A Canadian Appeals Court found that a judge copying entire portions from an attorney’s brief rendered it impossible to ascertain the jurists’s reasoning. So the court now has to try again.
Although Justice Donald Lee of Court of Queen’s Bench called the retyped paragraphs his Reasons for Judgment in the two related opinions last year, “[e]very one of the paragraphs in the reasons was extracted essentially verbatim, from the chambers briefs,” wrote the Alberta Court of Appeal panel. “There is no independent authorship. Even spelling mistakes in the briefs are faithfully carried forward.”…“The compilation of passages from the chambers’ briefs does not disclose how the judge arrived at his decision,” the panel stated. “Deciding between competing adversarial positions is at the core of judicial function.
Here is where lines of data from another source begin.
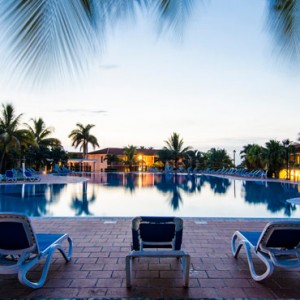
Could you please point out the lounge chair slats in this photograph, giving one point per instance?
(157, 232)
(278, 245)
(21, 249)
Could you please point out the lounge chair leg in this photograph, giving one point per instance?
(268, 264)
(236, 249)
(186, 261)
(22, 274)
(128, 270)
(66, 256)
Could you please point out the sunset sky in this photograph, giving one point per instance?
(222, 83)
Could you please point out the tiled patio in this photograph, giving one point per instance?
(97, 269)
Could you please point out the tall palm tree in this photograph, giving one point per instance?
(289, 148)
(275, 155)
(130, 156)
(175, 148)
(253, 158)
(218, 158)
(48, 35)
(284, 24)
(41, 133)
(10, 134)
(81, 137)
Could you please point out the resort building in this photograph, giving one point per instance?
(292, 171)
(113, 160)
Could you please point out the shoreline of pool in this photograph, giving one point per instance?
(80, 177)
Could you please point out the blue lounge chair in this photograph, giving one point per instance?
(10, 176)
(157, 232)
(21, 249)
(277, 245)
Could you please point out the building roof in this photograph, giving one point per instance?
(120, 151)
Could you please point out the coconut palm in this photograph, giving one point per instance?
(218, 158)
(284, 25)
(41, 133)
(45, 35)
(81, 137)
(289, 148)
(175, 148)
(48, 35)
(253, 157)
(130, 157)
(10, 133)
(275, 155)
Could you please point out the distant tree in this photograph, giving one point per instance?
(10, 133)
(130, 157)
(41, 133)
(175, 148)
(218, 158)
(193, 159)
(253, 157)
(81, 137)
(275, 155)
(288, 148)
(164, 156)
(111, 158)
(41, 153)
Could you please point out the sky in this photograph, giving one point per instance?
(221, 83)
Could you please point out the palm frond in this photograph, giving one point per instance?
(284, 23)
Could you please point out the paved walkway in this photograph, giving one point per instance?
(97, 269)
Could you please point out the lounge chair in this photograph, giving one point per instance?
(277, 245)
(10, 176)
(21, 249)
(157, 232)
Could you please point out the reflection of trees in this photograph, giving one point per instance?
(29, 199)
(217, 184)
(273, 194)
(172, 184)
(81, 204)
(131, 181)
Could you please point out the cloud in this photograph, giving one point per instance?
(108, 67)
(85, 111)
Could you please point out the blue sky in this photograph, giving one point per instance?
(221, 84)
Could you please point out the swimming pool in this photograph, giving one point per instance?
(132, 194)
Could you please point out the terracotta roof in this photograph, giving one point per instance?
(119, 151)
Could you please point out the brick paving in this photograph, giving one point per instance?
(97, 268)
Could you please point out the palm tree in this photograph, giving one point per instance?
(130, 159)
(10, 134)
(81, 137)
(289, 148)
(275, 155)
(284, 24)
(218, 158)
(57, 36)
(175, 148)
(48, 36)
(41, 133)
(253, 157)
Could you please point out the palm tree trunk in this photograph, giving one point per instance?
(2, 157)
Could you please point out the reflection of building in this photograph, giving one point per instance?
(112, 159)
(293, 172)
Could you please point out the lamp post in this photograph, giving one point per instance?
(234, 157)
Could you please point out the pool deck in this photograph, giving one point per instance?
(97, 268)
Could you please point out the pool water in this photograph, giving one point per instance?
(133, 194)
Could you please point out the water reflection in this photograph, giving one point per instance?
(217, 184)
(273, 194)
(30, 199)
(80, 203)
(190, 194)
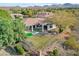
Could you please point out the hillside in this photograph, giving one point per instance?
(4, 14)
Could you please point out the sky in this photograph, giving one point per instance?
(35, 2)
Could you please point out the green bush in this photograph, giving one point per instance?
(20, 49)
(53, 53)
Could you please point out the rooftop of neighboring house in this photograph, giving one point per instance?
(33, 21)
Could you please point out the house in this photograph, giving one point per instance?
(44, 14)
(14, 16)
(38, 25)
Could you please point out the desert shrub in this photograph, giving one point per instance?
(20, 49)
(53, 53)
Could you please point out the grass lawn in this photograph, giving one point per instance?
(40, 42)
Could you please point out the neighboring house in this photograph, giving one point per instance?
(44, 14)
(38, 25)
(14, 16)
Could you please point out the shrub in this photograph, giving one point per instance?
(20, 49)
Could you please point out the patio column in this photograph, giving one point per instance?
(43, 28)
(32, 28)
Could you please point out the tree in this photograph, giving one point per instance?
(19, 29)
(63, 18)
(10, 30)
(6, 32)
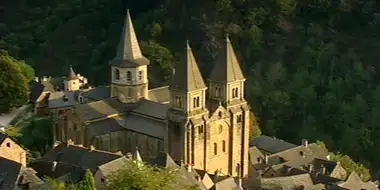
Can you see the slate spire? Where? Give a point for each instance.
(227, 67)
(187, 76)
(128, 51)
(71, 75)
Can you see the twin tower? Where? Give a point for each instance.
(208, 126)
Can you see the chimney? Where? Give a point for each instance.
(56, 143)
(216, 175)
(65, 99)
(240, 182)
(304, 143)
(70, 142)
(311, 168)
(54, 166)
(323, 169)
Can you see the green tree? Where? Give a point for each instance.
(145, 177)
(13, 84)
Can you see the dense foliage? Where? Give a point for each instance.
(35, 134)
(311, 65)
(87, 183)
(139, 176)
(13, 82)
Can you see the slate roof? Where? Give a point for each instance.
(187, 76)
(36, 90)
(271, 145)
(13, 173)
(162, 160)
(112, 166)
(96, 94)
(226, 184)
(71, 172)
(52, 83)
(309, 152)
(287, 183)
(354, 182)
(56, 99)
(128, 52)
(160, 94)
(104, 126)
(227, 67)
(79, 156)
(151, 109)
(71, 75)
(9, 173)
(131, 122)
(101, 109)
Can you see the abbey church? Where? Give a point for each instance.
(202, 122)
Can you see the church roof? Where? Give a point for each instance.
(129, 52)
(227, 67)
(71, 75)
(187, 76)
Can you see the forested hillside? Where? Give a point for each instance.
(312, 65)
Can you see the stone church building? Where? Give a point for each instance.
(200, 122)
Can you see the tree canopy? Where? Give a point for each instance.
(145, 177)
(14, 89)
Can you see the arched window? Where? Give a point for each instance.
(117, 74)
(180, 102)
(140, 75)
(129, 76)
(200, 129)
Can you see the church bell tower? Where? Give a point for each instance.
(129, 69)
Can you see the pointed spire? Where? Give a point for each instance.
(227, 67)
(187, 76)
(129, 52)
(71, 75)
(137, 157)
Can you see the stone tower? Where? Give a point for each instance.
(226, 85)
(71, 83)
(188, 112)
(129, 69)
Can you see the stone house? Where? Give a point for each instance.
(10, 150)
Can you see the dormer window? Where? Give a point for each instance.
(239, 118)
(129, 76)
(178, 102)
(218, 91)
(140, 75)
(200, 129)
(196, 103)
(117, 74)
(235, 92)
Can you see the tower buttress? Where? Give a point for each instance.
(226, 84)
(71, 83)
(188, 111)
(129, 69)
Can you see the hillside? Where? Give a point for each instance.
(311, 65)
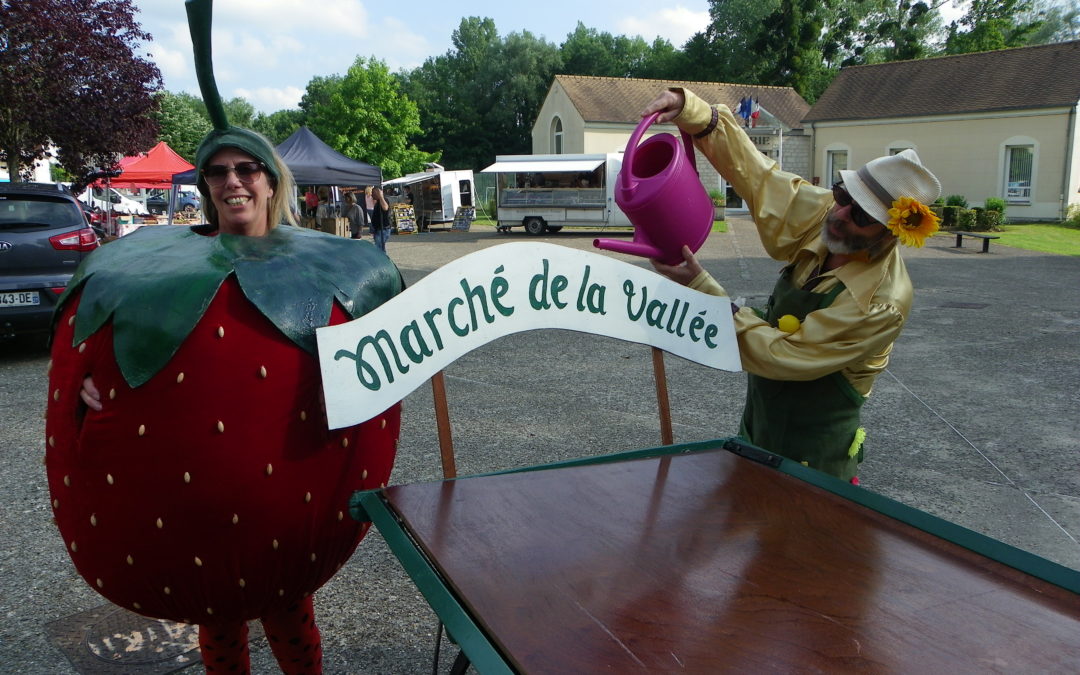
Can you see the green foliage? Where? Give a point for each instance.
(239, 111)
(69, 76)
(993, 25)
(481, 98)
(279, 125)
(988, 220)
(967, 219)
(949, 216)
(365, 116)
(58, 174)
(1072, 219)
(181, 124)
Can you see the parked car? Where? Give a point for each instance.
(157, 202)
(44, 235)
(115, 202)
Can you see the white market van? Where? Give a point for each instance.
(547, 192)
(435, 193)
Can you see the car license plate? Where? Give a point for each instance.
(19, 298)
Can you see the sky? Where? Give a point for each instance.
(267, 51)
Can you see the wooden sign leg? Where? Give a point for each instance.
(443, 421)
(660, 375)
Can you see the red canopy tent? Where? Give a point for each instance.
(151, 170)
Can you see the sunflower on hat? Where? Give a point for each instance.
(912, 221)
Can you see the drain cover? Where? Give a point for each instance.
(109, 640)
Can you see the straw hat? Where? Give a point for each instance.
(883, 180)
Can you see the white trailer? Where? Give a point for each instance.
(435, 194)
(547, 192)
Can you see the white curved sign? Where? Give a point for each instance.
(372, 362)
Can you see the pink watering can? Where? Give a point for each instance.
(659, 190)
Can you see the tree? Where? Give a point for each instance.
(279, 125)
(1061, 21)
(365, 116)
(239, 111)
(517, 81)
(453, 93)
(181, 127)
(69, 78)
(788, 48)
(991, 25)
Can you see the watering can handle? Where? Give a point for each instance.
(628, 157)
(632, 146)
(688, 143)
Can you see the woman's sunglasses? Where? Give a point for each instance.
(246, 172)
(860, 217)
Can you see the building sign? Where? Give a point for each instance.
(373, 362)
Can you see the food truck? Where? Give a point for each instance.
(434, 194)
(545, 192)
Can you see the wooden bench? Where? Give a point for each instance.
(986, 239)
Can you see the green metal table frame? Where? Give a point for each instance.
(372, 505)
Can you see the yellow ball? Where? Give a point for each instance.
(788, 323)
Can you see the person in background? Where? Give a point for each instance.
(356, 215)
(813, 352)
(323, 210)
(368, 202)
(311, 201)
(380, 219)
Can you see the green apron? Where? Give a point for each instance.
(812, 422)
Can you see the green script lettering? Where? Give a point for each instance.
(365, 372)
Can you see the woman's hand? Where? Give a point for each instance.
(90, 394)
(683, 273)
(669, 104)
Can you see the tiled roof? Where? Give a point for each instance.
(622, 99)
(1025, 78)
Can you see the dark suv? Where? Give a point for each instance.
(43, 237)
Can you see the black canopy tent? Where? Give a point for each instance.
(313, 162)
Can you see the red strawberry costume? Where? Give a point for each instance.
(208, 488)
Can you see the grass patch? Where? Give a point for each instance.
(1041, 237)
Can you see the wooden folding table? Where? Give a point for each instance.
(717, 556)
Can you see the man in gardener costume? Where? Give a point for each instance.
(813, 352)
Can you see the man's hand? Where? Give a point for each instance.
(669, 104)
(680, 273)
(90, 394)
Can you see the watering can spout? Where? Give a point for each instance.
(633, 247)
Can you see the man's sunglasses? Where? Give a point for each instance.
(246, 172)
(860, 217)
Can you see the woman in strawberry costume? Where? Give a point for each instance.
(191, 470)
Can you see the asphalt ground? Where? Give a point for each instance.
(975, 421)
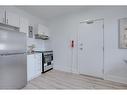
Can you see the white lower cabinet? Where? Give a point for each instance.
(34, 66)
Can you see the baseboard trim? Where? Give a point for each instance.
(115, 79)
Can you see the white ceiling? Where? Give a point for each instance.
(50, 12)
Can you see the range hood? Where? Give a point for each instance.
(41, 36)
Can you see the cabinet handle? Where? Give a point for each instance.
(3, 20)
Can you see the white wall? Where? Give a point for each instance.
(40, 44)
(65, 28)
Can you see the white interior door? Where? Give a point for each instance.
(90, 48)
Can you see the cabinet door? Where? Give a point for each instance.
(24, 23)
(38, 63)
(12, 19)
(2, 16)
(30, 67)
(43, 30)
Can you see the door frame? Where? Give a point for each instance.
(85, 21)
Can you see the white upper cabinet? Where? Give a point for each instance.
(24, 23)
(12, 19)
(2, 16)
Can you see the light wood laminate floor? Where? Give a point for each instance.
(62, 80)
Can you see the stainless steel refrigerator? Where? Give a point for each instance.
(13, 59)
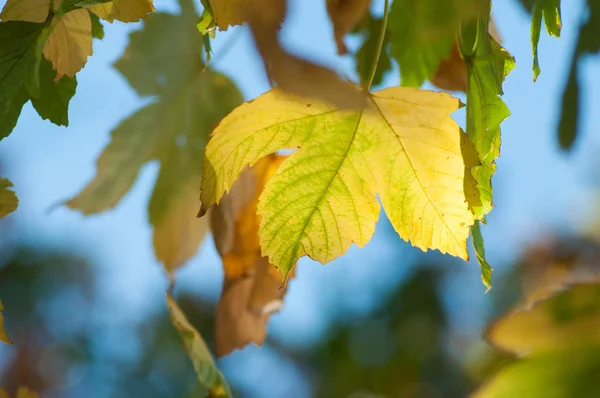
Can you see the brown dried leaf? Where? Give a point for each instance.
(293, 74)
(344, 15)
(252, 288)
(452, 72)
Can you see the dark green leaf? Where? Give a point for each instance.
(206, 371)
(164, 59)
(549, 11)
(479, 248)
(370, 27)
(487, 67)
(97, 27)
(560, 374)
(53, 102)
(588, 43)
(423, 32)
(8, 200)
(17, 45)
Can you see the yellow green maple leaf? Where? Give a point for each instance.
(68, 41)
(404, 146)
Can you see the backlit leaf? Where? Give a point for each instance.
(404, 147)
(487, 64)
(563, 373)
(123, 10)
(478, 247)
(344, 16)
(567, 319)
(22, 392)
(69, 42)
(172, 130)
(8, 199)
(229, 12)
(3, 336)
(422, 34)
(206, 371)
(291, 73)
(252, 287)
(588, 43)
(549, 11)
(370, 28)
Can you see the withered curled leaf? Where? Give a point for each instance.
(252, 288)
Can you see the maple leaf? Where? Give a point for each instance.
(252, 287)
(18, 62)
(206, 372)
(487, 64)
(479, 249)
(403, 146)
(370, 28)
(588, 42)
(559, 330)
(123, 10)
(569, 317)
(8, 200)
(3, 336)
(452, 72)
(173, 130)
(422, 34)
(291, 73)
(549, 11)
(227, 13)
(67, 38)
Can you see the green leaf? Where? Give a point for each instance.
(422, 34)
(53, 102)
(487, 65)
(549, 11)
(18, 62)
(365, 54)
(17, 58)
(97, 27)
(479, 248)
(8, 200)
(569, 318)
(403, 146)
(560, 374)
(164, 60)
(3, 336)
(588, 43)
(206, 371)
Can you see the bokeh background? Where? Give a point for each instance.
(84, 296)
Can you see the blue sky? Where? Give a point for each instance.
(537, 188)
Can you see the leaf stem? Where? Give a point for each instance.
(382, 30)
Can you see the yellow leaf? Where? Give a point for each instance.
(252, 288)
(123, 10)
(229, 12)
(344, 15)
(25, 10)
(567, 319)
(3, 336)
(70, 42)
(177, 233)
(404, 146)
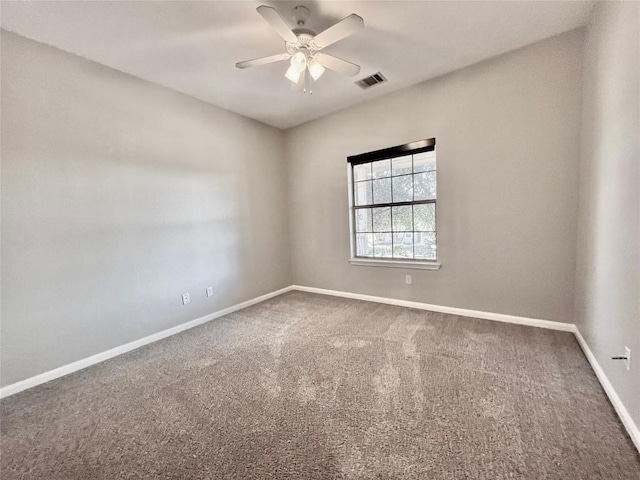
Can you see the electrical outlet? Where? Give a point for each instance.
(627, 362)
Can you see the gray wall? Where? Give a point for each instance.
(608, 267)
(508, 143)
(117, 197)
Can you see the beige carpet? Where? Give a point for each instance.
(306, 386)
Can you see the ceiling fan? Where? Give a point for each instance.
(304, 48)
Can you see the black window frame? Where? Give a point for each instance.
(412, 148)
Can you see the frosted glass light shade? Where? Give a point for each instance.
(315, 69)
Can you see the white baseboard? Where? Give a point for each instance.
(619, 407)
(114, 352)
(621, 410)
(499, 317)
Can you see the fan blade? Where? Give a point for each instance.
(345, 27)
(263, 60)
(279, 25)
(338, 65)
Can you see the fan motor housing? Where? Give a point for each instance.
(305, 40)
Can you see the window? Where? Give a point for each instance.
(393, 205)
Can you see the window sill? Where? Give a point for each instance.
(373, 262)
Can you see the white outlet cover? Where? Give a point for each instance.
(627, 362)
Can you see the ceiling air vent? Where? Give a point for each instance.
(369, 82)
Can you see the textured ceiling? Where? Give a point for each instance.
(192, 47)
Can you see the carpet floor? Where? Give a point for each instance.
(307, 386)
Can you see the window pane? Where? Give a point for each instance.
(363, 220)
(424, 186)
(402, 219)
(382, 245)
(364, 244)
(381, 168)
(425, 245)
(424, 217)
(362, 172)
(401, 165)
(424, 162)
(363, 193)
(382, 191)
(403, 189)
(403, 245)
(382, 219)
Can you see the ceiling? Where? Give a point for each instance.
(192, 47)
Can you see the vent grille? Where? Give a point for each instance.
(369, 82)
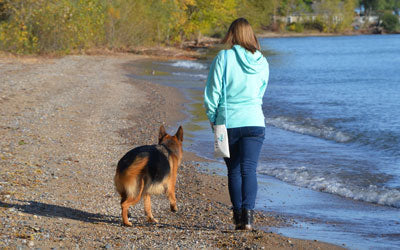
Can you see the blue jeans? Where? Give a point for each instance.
(244, 147)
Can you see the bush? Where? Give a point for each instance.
(296, 27)
(315, 25)
(390, 22)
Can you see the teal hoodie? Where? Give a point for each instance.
(246, 80)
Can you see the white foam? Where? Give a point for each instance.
(197, 76)
(189, 65)
(304, 178)
(308, 127)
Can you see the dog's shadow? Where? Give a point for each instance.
(57, 211)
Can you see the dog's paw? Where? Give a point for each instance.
(128, 224)
(152, 220)
(174, 208)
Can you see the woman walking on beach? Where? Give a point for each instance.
(244, 71)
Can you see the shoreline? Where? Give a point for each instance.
(65, 123)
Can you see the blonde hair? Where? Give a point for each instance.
(241, 33)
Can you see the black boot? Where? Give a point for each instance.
(237, 219)
(247, 219)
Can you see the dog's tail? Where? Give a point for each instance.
(127, 182)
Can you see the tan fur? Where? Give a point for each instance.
(134, 182)
(128, 183)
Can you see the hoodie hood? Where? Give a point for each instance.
(250, 63)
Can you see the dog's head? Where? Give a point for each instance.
(173, 143)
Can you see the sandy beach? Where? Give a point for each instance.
(64, 124)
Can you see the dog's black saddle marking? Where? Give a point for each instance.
(157, 166)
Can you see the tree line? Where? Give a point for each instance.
(37, 26)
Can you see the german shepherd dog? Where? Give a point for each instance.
(148, 170)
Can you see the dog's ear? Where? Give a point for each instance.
(161, 134)
(179, 133)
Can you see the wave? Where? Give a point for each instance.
(309, 126)
(189, 65)
(334, 185)
(196, 76)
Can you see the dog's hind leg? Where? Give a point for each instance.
(126, 202)
(147, 209)
(171, 195)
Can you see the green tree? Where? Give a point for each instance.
(390, 22)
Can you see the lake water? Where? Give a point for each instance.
(331, 157)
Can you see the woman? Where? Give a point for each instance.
(244, 71)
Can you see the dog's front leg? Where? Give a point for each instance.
(171, 193)
(147, 209)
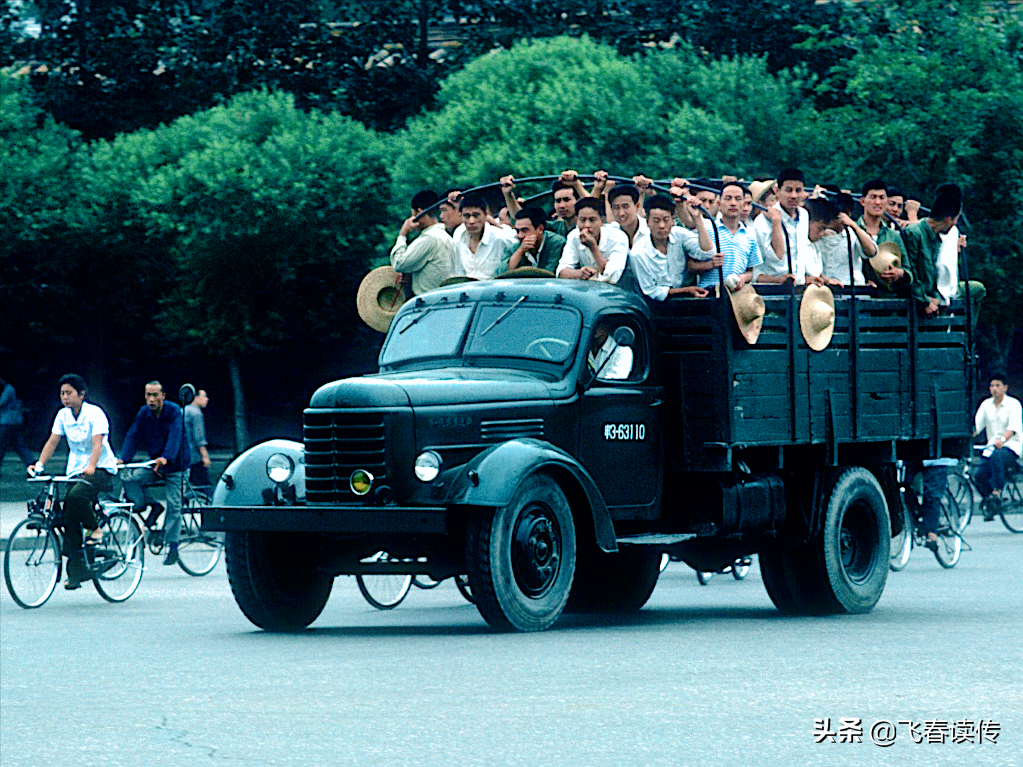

This fundamental obligation cannot be discharged without the judge conducting an independent analysis, and articulating it in the appropriate form.”
One metric I want to run with a tool I’m working on is similarity between briefs and opinions I doubt most judges are as brazen (or sloppy) to copy entire passages from briefs, though I’d be willing to wager that a lot of opinions have chunks, if not citations lifted directly from briefs.
I think Eugene Volokh blogged about this 2009-2010ish, but I can’t seem to find the posts.